Research

Penn State College of Medicine receives grant to fund tobacco research

HERSHEY, Pa -- Penn State College of Medicine is one of 14 institutions nationwide named a Tobacco Center for Regulatory Science (TCORS). This $20 million, five-year U.S. Food and Drug Administration/National Institutes of Health grant will fund research to help the FDA develop new and effective regulatory strategies for reducing the harm to health from tobacco products in the United States.

“Selection as one of the TCORS awardees is both a strong vote of confidence in the outstanding tobacco research being done at Penn State and an investment in research that promises to help reduce the enormous harm to health currently caused by tobacco smoking,” said Daniel Notterman, vice dean for research and graduate studies, Penn State College of Medicine.

Joshua Muscat and Jonathan Foulds are the directors of the new center, which also will train young scientists in the emerging field of tobacco regulatory science.
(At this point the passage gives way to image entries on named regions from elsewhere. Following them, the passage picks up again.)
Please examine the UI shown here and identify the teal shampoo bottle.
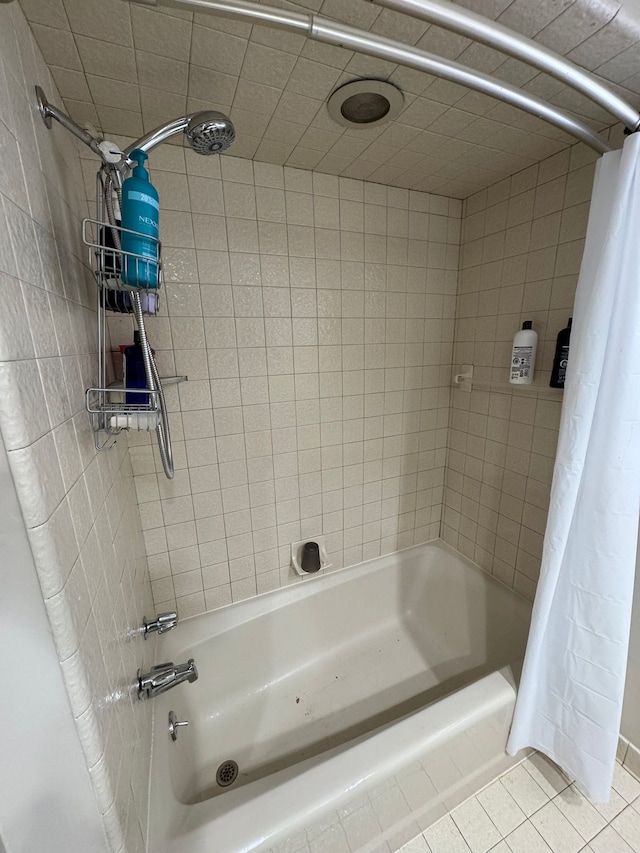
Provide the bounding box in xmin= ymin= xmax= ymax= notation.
xmin=121 ymin=148 xmax=160 ymax=289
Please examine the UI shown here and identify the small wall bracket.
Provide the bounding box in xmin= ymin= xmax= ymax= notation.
xmin=453 ymin=364 xmax=473 ymax=394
Penn State TCORS will focus specifically on evaluating a wide range of health effects that may result from reducing the nicotine content in cigarettes including cravings to smoke, exposure to toxic tobacco substances and smoking-associated stress and depression.

“One of the primary mechanisms by which tobacco smoke causes major diseases, such as cancer and heart disease, is from compounds called free radicals that are known to produce damage in many biological tissues,” said John Richie, a lead investigator on one of the center’s research projects. “This research will help us understand that process and how the effects of free radicals differ by the nicotine content of cigarettes and by how deeply the smoke is inhaled.”

Despite decades of work to reduce tobacco use in the United States, it continues to be the leading cause of preventable death and disease. TCORS is a new, first-of-its-kind regulatory science tobacco program, designed to generate research to inform the regulation of tobacco products to protect public health. Using designated funds from FDA, TCORS will be coordinated by NIH’s Office of Disease Prevention, and administered by three NIH institutes -- the National Cancer Institute, the National Institute on Drug Abuse, and the National Heart, Lung and Blood Institute.

“The research at Penn State Hershey will provide critical new data in assessing the relative addictiveness and toxicity of reduced nicotine content cigarettes, particularly among individuals who may be most vulnerable,” Muscat said.

Foulds added, “This research will really make a difference to public health in this country, and we will also train the next cohort of tobacco regulatory scientists.”

Funding begins this month and continues through August 2018.  Penn State researchers will collaborate with colleagues at several other universities. Foulds also is a project co-director on a separate research project that is part of a TCORS grant at Virginia Commonwealth University. A portion of that award will fund Foulds’ research team to assess the changes to smoking behavior related to different types of non-cigarette products that potentially reduce exposure to toxicants in tobacco smoke.